La philosophie mécaniste — plutôt que la physique elle-même — est donc la véritable cible de sa critique. Il s’agit de la vision du monde héritée de Descartes, Hume, Leibniz et consorts, qui ont imposé une logique de la quantité sur la qualité. Face à cela, Romano défend la nécessité de restaurer les droits de la perception sensible et du vécu.
La chair comme alternative au dualisme
Pour dépasser l’opposition entre une nature mécanique et un esprit qui la transcenderait, Romano montre qu’il faut abandonner la notion traditionnelle du corps, encore trop liée à une vision dualiste de l’âme et du corps. C’est ici que la phénoménologie propose une alternative féconde avec la notion de « chair » ou de « corps propre », qui ne se laisse pas enfermer dans cette opposition.

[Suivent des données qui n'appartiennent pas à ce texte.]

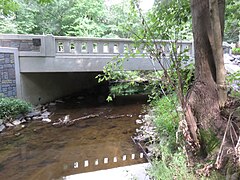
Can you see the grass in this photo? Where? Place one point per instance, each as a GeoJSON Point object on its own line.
{"type": "Point", "coordinates": [11, 107]}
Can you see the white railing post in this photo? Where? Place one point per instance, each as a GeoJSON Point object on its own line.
{"type": "Point", "coordinates": [50, 47]}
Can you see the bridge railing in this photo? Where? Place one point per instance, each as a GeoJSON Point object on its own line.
{"type": "Point", "coordinates": [110, 46]}
{"type": "Point", "coordinates": [49, 45]}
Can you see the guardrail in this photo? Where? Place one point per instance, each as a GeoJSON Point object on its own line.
{"type": "Point", "coordinates": [49, 45]}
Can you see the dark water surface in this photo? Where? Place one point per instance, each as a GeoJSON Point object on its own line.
{"type": "Point", "coordinates": [42, 151]}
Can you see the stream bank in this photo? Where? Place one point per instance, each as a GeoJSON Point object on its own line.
{"type": "Point", "coordinates": [41, 150]}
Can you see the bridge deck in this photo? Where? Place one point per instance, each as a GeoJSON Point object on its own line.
{"type": "Point", "coordinates": [73, 54]}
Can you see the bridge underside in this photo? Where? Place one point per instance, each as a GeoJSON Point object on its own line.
{"type": "Point", "coordinates": [39, 88]}
{"type": "Point", "coordinates": [80, 64]}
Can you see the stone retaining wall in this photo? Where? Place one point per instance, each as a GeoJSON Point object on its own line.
{"type": "Point", "coordinates": [7, 75]}
{"type": "Point", "coordinates": [22, 45]}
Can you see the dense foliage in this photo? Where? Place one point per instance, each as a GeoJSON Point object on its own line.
{"type": "Point", "coordinates": [64, 17]}
{"type": "Point", "coordinates": [232, 21]}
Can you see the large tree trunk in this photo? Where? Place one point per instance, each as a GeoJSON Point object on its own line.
{"type": "Point", "coordinates": [208, 92]}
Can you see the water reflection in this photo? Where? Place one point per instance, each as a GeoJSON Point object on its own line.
{"type": "Point", "coordinates": [43, 151]}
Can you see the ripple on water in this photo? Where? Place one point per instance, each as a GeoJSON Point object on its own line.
{"type": "Point", "coordinates": [46, 152]}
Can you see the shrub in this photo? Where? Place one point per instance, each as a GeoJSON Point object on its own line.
{"type": "Point", "coordinates": [11, 107]}
{"type": "Point", "coordinates": [236, 50]}
{"type": "Point", "coordinates": [166, 118]}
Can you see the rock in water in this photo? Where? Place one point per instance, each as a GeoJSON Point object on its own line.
{"type": "Point", "coordinates": [2, 127]}
{"type": "Point", "coordinates": [16, 122]}
{"type": "Point", "coordinates": [46, 120]}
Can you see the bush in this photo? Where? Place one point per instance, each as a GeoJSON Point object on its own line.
{"type": "Point", "coordinates": [171, 166]}
{"type": "Point", "coordinates": [11, 107]}
{"type": "Point", "coordinates": [172, 162]}
{"type": "Point", "coordinates": [236, 50]}
{"type": "Point", "coordinates": [166, 118]}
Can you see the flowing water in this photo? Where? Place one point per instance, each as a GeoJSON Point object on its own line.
{"type": "Point", "coordinates": [43, 151]}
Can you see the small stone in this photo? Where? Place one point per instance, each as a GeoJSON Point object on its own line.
{"type": "Point", "coordinates": [9, 125]}
{"type": "Point", "coordinates": [52, 104]}
{"type": "Point", "coordinates": [2, 127]}
{"type": "Point", "coordinates": [138, 121]}
{"type": "Point", "coordinates": [46, 114]}
{"type": "Point", "coordinates": [23, 120]}
{"type": "Point", "coordinates": [37, 118]}
{"type": "Point", "coordinates": [46, 120]}
{"type": "Point", "coordinates": [80, 97]}
{"type": "Point", "coordinates": [17, 134]}
{"type": "Point", "coordinates": [16, 122]}
{"type": "Point", "coordinates": [33, 114]}
{"type": "Point", "coordinates": [59, 101]}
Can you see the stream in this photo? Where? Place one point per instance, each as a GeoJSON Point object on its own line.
{"type": "Point", "coordinates": [41, 151]}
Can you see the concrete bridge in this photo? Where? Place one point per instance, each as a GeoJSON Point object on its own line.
{"type": "Point", "coordinates": [40, 68]}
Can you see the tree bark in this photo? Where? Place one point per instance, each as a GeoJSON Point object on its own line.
{"type": "Point", "coordinates": [205, 97]}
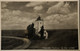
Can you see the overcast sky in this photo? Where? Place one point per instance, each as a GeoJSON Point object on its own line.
{"type": "Point", "coordinates": [56, 15]}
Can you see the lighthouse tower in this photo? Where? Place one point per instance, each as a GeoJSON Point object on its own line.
{"type": "Point", "coordinates": [38, 24]}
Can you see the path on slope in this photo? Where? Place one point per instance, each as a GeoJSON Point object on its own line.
{"type": "Point", "coordinates": [25, 44]}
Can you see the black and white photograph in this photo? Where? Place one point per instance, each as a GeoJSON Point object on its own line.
{"type": "Point", "coordinates": [39, 25]}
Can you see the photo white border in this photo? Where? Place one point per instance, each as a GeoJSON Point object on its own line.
{"type": "Point", "coordinates": [36, 49]}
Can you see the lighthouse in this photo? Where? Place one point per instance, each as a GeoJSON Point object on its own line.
{"type": "Point", "coordinates": [38, 24]}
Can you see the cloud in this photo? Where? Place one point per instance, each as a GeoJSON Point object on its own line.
{"type": "Point", "coordinates": [59, 8]}
{"type": "Point", "coordinates": [59, 21]}
{"type": "Point", "coordinates": [4, 4]}
{"type": "Point", "coordinates": [38, 8]}
{"type": "Point", "coordinates": [32, 4]}
{"type": "Point", "coordinates": [16, 19]}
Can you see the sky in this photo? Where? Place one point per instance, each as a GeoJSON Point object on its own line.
{"type": "Point", "coordinates": [56, 14]}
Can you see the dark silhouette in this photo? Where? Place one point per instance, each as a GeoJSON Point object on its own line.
{"type": "Point", "coordinates": [42, 32]}
{"type": "Point", "coordinates": [31, 31]}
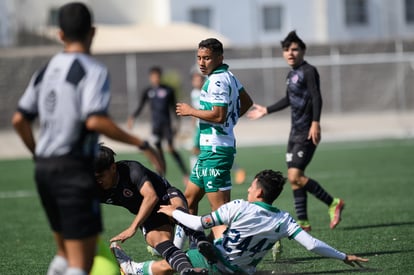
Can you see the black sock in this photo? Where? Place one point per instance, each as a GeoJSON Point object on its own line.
{"type": "Point", "coordinates": [315, 189]}
{"type": "Point", "coordinates": [174, 256]}
{"type": "Point", "coordinates": [300, 198]}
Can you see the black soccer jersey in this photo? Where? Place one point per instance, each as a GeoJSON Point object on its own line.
{"type": "Point", "coordinates": [64, 94]}
{"type": "Point", "coordinates": [162, 102]}
{"type": "Point", "coordinates": [304, 96]}
{"type": "Point", "coordinates": [131, 177]}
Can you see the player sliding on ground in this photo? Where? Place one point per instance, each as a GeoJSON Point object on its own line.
{"type": "Point", "coordinates": [253, 227]}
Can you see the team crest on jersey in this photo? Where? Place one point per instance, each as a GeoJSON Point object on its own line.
{"type": "Point", "coordinates": [127, 193]}
{"type": "Point", "coordinates": [295, 78]}
{"type": "Point", "coordinates": [207, 221]}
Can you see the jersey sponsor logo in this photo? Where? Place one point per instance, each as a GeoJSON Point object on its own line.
{"type": "Point", "coordinates": [289, 157]}
{"type": "Point", "coordinates": [50, 102]}
{"type": "Point", "coordinates": [161, 93]}
{"type": "Point", "coordinates": [295, 78]}
{"type": "Point", "coordinates": [127, 193]}
{"type": "Point", "coordinates": [207, 221]}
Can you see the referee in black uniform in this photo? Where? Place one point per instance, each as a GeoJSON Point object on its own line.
{"type": "Point", "coordinates": [70, 96]}
{"type": "Point", "coordinates": [304, 97]}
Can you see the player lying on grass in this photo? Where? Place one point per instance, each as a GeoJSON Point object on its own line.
{"type": "Point", "coordinates": [131, 185]}
{"type": "Point", "coordinates": [253, 227]}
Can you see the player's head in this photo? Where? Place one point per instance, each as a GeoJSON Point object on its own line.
{"type": "Point", "coordinates": [266, 186]}
{"type": "Point", "coordinates": [209, 55]}
{"type": "Point", "coordinates": [292, 37]}
{"type": "Point", "coordinates": [105, 167]}
{"type": "Point", "coordinates": [75, 22]}
{"type": "Point", "coordinates": [293, 49]}
{"type": "Point", "coordinates": [155, 74]}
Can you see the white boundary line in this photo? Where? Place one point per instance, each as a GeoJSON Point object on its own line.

Husserl a introduit ce concept pour distinguer le Leib (chair) du Körper (corps-objet). Romano éclaire cette distinction en montrant que la chair renvoie à une expérience vécue (la notion renvoyant, en allemand, à l’idée de vie, Leben), à un corps senti et éprouvé de l’intérieur, et non seulement comme perçu de l’extérieur, corps parmi d’autres corps. Il insiste sur l’importance du toucher dans cette approche phénoménologique : c’est par le toucher, à travers l’autocontact et le contact réciproque, que l’expérience du corps se constitue pleinement — plutôt que par la vue, qui entretient un rapport distant et théorique à son objet. Le corps n’est plus une simple entité physique, neutre et indifférente, mais un lieu de sensations et d’expériences subjectives.
Romano sait bien que cette notion a suscité des malentendus et des simplifications. Il invite donc le lecteur à approfondir les textes de Husserl et à rejeter les lectures réductrices. Il explore également les analyses de Merleau-Ponty, notamment à partir du modèle du miroir, et introduit des perspectives plus contemporaines, comme celle du physiologiste Alain Berthoz, qui a tenté d’apporter un support expérimental à cette expérience phénoménologique du toucher double.
Sans prétendre épuiser toute les subtilités de cet ouvrage, il faut souligner que Romano explore également d’autres dimensions essentielles, comme la signification des formules courantes en phénoménologie : « la terre ne se meut pas », « se mouvoir et être en mouvement », « j’ai un corps ou je suis mon corps », etc. Ces analyses montrent comment la phénoménologie repense notre rapport à autrui et à la communauté du monde, parfois en dialogue avec l’art, notamment la peinture (Merleau-Ponty et Cézanne).